This article is first published on The Business Times.
The first Bitcoin-linked exchange-traded fund (ETF), BITO, launched in the US on 19 Oct 2021. Other Bitcoin-linked or physically-backed ETFs and ETNs have been around for some time in other markets, but this new ETF attracted a lot of attention because it is listed in the US.
By numbers it was a major success, with over 1 billion US dollars in volume on its first day of trading, over 1 billion US dollars in assets under management after two days of trading, marking it as one of the most successful ETFs debuts on record.
We keep hearing a narrative that Bitcoin is the next gold, the store of value of choice for the digital age. The expectation is that ETFs matter and will really launch it into the mainstream because it offers investors an opportunity to gain exposure to Bitcoin returns conveniently without the need for an account at a cryptocurrency exchange and for a crypto wallet.
If you asked me to wager on where BITO would be trading after two weeks, I would have definitely thought positively, but it is down around 9% as of writing this article, with the US S&P 500 up around 3% in the same period. Granted, two weeks in the context of the crypto or stock market is insignificant, but given the massive volume and media attention on BITO in the build up and aftermath, I am surprised.
The ETF effect on gold
The same narrative was used when gold ETFs first launched 17 years ago. The ETF GLD now manages over US$55 billion, and at one point there were over one hundred ETFs to track the price of gold, but has it changed the course of gold?
Since the first gold ETF launch, gold has had an annualised return of 8.65%, while stocks returned 10.40% in the same period. Over the last 50 years, gold has had an annualised return of 7.75%, versus 11.01% for stocks.

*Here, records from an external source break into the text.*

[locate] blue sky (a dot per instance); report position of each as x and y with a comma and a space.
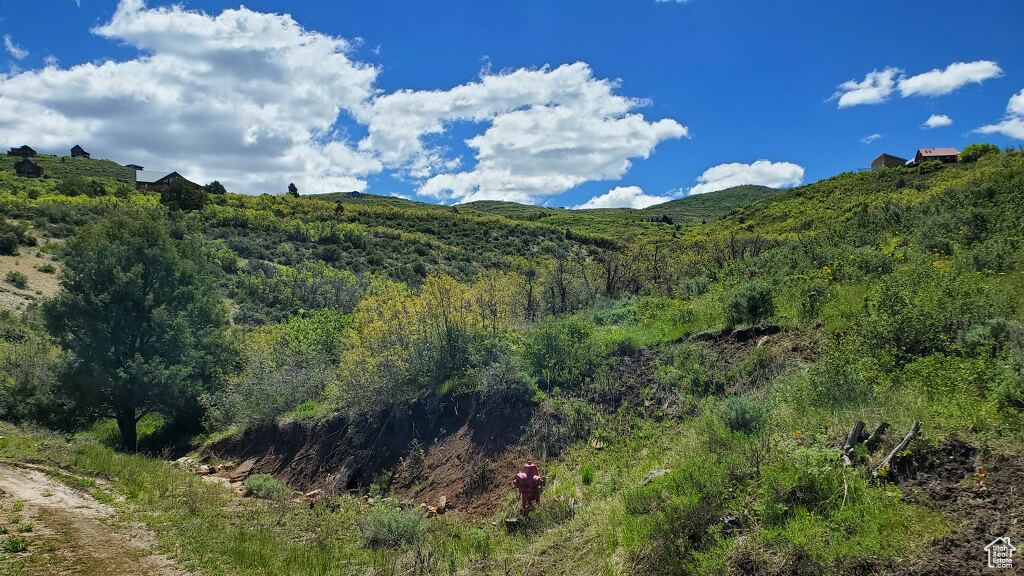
650, 96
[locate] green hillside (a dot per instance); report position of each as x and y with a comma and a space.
59, 167
687, 389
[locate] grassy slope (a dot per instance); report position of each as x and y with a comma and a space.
64, 166
614, 523
622, 221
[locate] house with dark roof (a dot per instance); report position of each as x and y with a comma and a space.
24, 152
28, 169
944, 155
157, 181
887, 161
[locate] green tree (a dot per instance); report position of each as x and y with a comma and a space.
215, 188
182, 195
140, 318
752, 303
974, 152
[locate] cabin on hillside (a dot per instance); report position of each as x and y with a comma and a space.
944, 155
157, 181
888, 161
28, 169
23, 152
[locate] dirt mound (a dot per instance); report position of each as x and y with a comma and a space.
439, 446
981, 494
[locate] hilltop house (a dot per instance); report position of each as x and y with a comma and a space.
28, 169
944, 155
887, 161
24, 152
157, 181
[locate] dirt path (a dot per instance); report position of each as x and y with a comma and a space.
69, 532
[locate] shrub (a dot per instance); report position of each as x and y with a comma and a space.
974, 152
16, 279
266, 487
558, 424
387, 526
742, 414
505, 388
559, 352
751, 303
14, 545
587, 475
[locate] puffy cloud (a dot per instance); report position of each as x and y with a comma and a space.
256, 100
875, 88
246, 97
1013, 124
13, 49
880, 84
939, 82
547, 131
624, 197
937, 121
763, 172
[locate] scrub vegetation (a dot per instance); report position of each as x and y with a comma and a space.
686, 387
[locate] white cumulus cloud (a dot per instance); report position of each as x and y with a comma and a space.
875, 88
939, 82
624, 197
246, 97
1013, 124
880, 84
763, 172
545, 131
13, 49
937, 121
256, 100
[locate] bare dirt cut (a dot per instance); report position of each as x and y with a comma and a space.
40, 284
980, 492
66, 531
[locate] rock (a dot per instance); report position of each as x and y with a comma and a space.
652, 475
244, 469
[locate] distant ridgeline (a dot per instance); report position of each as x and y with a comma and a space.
59, 167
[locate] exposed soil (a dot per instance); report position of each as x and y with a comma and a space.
437, 447
981, 494
40, 285
70, 532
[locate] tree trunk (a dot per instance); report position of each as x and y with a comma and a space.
129, 434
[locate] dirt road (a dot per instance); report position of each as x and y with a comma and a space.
69, 532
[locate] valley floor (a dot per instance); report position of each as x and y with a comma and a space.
67, 531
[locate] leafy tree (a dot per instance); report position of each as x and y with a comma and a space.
140, 318
974, 152
751, 303
215, 188
182, 195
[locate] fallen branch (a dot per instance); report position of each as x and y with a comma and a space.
852, 440
899, 448
876, 439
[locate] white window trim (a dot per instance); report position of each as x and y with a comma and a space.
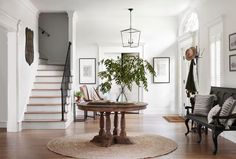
217, 35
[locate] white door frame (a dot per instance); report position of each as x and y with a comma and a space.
12, 27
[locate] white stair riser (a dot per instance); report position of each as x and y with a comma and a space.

My conclusion is that the gold ETF has provided more convenient access to gold as an asset class, but not made a huge difference to its price trajectory. ETF or not, if people really believe in owning an asset they will find a way to buy it.
Gold and Bitcoin are priced by the market, and as long as more money thinks that it is worth holding as a store of value, the more demand there will be than supply, and the more its price will go up. The inverse is of course true, too. The same goes for the price of art, stocks, currencies, watches, wine and more. Some have more utility in everyday life than others but they are the just result of market perception. They will not feed your family or keep you warm at night.
Does rising inflation mean we need to hold gold or Bitcoin?
In August 1971, direct convertibility of US dollars into gold was abolished. Without a doubt, this caused some stress on the markets and there was a flight to gold in the 1970s, marked by an impressive annualised return of over 26% for the ten years that followed. But the relationship between gold and inflation over the next forty years is not clear. The 1980s and 1990s had relatively high inflation and impressive stock market returns, versus gold’s negative return. The 2000s had relatively lower inflation and gold beat stocks by a mile.
Bitcoin was founded in July 2010 and has been alive during a great asset price bull run. We have no idea what a large and sustained market correction would do to the price of Bitcoin. We also don’t understand the leverage employed on Bitcoin holdings today. What we have seen in a few market corrections is Bitcoin behaves like a high growth stock and plunges faster and harder than the overall stock market.
In the third quarter of 2018, stocks were down over 15% and Bitcoin was down 45%. In February to March 2020, stocks were down 20% and Bitcoin was down 31%. Just last month in September 2021, stocks were down 5% and Bitcoin was down 8%. Bitcoin is around 8x more volatile than stocks, which makes it far too jumpy to be a store of value. Both are near all-time highs today and clearly somewhat correlated.
Speculate if you must, but cover your essential investing first
What remains very obvious through all this data is that an investor with enough time should ride out stock market volatility to capture higher expected returns. This does not mean go out there and pick your favourite stocks - it means to be diversified and low cost in order to be compensated for the risk you take. Stocks will be volatile and have had a history of dropping by over 40% in a short period of time, but this is not necessarily tied to inflation.
50 year total returns for stocks were over 180x, gold - the favourite store of value - had a return of 40x, and both did much better than inflation of 6x.
Fundamentally, I think this makes a lot of sense. Stocks are ownership in companies, which are the best gauge we have of collective human effort. Our technological advances, competitive spirit, desire to innovate and connect are embedded in productivity growth and long-term stock market returns.
Each of your investment goals should be the right combination of diversified stocks and bonds depending on the amount of time you have until you need to use the money in the real world. These goals make up your overall portfolio and should not be changed unless your essential life goals have changed.
Speculate on gold, Bitcoin, single stocks, and macro predictions if you are really itching to do so, but know that outcomes will be random and should not be depended upon for your essential wealth.